Alana öğretmen yetiştirilmesine yönelik en köklü girişim ise, 1932-1933
öğretim yılında Gazi Orta Muallim Mektebi ve Terbiye Enstitüsünde öğrenim süresi
üç yıl olan Resim-İş şubesinin açılmasıdır. Böylece, Türkiye’de ilk kez resim
öğretmeni yetiştiren bir kurum oluşturulmuştur. Daha sonra Gazi Eğitim Enstitüsü
Resim-İş Bölümü adını alacak olan kurumun 1932 tarihli ilk programı, bölüm
başkanı olan İsmail Hakkı Tonguç’la birlikte bölüm öğretmenleri tarafından
hazırlanmıştır. Daha sonra, 1945’te Balıkesir, 1948’de İstanbul, 1958’de
Bursa’da eğitim enstitüleri açılmış ve bunları diğerleri izlemiştir. Kurumun
programlarında yapılan değişiklikler içinde en köklü olanları; bölümün öğretim
elemanları tarafından hazırlanan 1963, 1974, 1988 tarihli programlar ile
Yükseköğretim Kurulu Başkanlığı tarafından uygulamaya konan ve halen yürürlükte
olan 1998 tarihli programdır. Sanat eğitimi tarihimizde, sanat eğitimbiliminin gelişimine öncülük eden bir
kurum olarak Ankara Üniversitesi Eğitim Bilimleri Fakültesi Güzel Sanatlar
Eğitimi Kürsüsünün önemli bir yeri vardır. 1965’de oluşturulan kürsü, 1981’de
bölüme dönüştürülmüştür.

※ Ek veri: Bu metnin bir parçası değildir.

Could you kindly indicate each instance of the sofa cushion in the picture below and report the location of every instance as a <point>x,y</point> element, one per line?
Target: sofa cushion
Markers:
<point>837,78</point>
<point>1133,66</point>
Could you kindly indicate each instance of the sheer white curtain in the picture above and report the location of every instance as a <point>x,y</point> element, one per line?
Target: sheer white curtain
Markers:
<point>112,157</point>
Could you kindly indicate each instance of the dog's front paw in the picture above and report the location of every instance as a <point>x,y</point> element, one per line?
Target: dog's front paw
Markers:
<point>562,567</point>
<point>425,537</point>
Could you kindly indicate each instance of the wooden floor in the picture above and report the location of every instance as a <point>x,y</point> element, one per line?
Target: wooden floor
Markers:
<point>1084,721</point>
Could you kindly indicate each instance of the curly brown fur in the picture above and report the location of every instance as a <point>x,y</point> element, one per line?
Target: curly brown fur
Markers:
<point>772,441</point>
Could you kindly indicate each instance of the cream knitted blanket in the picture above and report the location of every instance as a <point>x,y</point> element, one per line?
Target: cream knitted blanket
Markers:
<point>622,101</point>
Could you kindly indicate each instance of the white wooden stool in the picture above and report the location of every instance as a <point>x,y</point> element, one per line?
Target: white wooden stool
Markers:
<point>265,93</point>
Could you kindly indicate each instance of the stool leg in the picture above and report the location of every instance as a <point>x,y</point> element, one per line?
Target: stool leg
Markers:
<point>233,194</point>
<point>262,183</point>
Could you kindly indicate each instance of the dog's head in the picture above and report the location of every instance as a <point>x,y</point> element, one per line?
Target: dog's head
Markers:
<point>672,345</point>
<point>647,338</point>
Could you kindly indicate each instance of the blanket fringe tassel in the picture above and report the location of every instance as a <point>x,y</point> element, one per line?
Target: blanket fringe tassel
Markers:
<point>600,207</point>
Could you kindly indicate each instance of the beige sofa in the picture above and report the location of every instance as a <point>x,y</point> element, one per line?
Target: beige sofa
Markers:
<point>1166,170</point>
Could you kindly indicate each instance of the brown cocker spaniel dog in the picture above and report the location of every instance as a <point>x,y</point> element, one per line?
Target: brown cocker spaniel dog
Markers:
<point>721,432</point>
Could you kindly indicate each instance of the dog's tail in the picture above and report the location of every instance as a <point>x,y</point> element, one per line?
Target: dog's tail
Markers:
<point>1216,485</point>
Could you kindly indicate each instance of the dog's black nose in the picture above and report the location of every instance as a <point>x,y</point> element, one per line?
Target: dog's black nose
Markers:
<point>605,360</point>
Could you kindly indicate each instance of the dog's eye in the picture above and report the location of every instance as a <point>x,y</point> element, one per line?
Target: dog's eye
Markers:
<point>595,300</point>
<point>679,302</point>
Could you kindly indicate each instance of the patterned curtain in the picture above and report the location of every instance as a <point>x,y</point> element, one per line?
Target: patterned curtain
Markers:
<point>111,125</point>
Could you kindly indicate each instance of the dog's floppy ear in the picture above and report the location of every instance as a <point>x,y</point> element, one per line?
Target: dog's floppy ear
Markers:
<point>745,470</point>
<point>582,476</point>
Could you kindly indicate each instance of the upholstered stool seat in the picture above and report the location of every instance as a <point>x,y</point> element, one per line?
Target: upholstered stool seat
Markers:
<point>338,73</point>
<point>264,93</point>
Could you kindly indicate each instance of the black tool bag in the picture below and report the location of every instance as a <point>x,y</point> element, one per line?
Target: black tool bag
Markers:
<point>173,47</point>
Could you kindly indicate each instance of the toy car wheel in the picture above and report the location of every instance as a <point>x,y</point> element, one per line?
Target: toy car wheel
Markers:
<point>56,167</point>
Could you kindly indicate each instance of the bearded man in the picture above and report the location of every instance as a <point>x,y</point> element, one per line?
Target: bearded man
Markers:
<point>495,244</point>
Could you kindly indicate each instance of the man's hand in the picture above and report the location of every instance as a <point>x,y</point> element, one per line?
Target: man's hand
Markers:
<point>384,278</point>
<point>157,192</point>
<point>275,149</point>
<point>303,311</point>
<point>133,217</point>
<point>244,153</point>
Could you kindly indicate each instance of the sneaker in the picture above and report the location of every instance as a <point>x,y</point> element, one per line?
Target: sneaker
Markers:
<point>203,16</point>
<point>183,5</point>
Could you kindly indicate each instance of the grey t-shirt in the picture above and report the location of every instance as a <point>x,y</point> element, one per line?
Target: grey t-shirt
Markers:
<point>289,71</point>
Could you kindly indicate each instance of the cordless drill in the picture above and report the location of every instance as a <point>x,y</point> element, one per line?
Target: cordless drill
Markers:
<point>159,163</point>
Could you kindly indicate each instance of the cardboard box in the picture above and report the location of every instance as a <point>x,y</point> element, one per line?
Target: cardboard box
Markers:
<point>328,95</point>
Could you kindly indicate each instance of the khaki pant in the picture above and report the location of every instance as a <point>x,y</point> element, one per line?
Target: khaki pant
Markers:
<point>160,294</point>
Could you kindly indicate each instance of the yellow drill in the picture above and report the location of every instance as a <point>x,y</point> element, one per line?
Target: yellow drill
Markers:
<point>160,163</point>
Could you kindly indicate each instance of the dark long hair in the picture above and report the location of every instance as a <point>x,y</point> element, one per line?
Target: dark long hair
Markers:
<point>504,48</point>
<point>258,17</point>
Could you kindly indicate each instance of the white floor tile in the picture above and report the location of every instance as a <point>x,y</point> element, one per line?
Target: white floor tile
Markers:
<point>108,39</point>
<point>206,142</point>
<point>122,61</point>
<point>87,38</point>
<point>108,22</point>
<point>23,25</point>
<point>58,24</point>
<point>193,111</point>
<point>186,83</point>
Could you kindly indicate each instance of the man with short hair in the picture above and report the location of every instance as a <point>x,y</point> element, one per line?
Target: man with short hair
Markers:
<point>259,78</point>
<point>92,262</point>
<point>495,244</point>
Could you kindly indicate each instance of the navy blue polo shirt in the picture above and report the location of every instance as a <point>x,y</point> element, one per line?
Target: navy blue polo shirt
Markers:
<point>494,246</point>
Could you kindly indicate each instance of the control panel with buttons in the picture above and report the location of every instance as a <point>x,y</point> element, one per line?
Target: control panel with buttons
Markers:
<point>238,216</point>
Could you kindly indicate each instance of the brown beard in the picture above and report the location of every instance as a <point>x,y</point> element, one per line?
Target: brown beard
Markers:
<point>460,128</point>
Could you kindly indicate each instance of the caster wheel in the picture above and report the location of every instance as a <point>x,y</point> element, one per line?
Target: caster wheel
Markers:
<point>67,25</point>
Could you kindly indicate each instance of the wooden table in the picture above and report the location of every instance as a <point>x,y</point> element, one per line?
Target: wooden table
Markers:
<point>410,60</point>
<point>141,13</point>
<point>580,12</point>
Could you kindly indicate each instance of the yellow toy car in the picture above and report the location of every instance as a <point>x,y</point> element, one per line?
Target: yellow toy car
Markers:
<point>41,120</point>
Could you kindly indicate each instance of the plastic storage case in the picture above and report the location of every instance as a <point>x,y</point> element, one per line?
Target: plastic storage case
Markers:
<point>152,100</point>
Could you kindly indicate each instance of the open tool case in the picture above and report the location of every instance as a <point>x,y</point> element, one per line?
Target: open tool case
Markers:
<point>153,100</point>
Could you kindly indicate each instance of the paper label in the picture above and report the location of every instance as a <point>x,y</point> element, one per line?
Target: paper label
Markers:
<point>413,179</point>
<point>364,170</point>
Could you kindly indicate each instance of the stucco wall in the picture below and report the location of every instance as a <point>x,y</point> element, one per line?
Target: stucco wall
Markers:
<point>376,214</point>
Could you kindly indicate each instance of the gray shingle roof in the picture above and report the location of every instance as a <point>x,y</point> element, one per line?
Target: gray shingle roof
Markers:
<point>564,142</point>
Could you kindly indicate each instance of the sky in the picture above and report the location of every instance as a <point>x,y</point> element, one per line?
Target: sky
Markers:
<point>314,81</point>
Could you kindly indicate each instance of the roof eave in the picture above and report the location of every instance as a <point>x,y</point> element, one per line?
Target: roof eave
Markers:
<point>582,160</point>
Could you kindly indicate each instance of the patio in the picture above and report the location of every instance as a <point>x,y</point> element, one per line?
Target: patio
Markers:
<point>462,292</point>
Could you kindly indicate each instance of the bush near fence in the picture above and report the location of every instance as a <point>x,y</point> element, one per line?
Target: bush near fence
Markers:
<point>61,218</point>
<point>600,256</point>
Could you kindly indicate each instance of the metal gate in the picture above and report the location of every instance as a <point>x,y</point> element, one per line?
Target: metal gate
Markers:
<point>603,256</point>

Güzel Sanatlar Eğitimi Bölümünde, kuramsal nitelikte
sanat eğitimi dersleri verilmiş, lisans, yüksek lisans, doktora programları ile
tez ve seminer çalışmaları yapılmıştır. 1998 yılında YÖK’ün eğitim fakültelerini
yeniden yapılandırma girişiminde bölümün, Eğitim Bilimleri Fakültesi Güzel
Sanatlar Eğitimi Bölümünün bilim dalı düzeyine indirilmesi, sanat
eğitimbiliminin gelişimi açısından önemli bir kayıptır.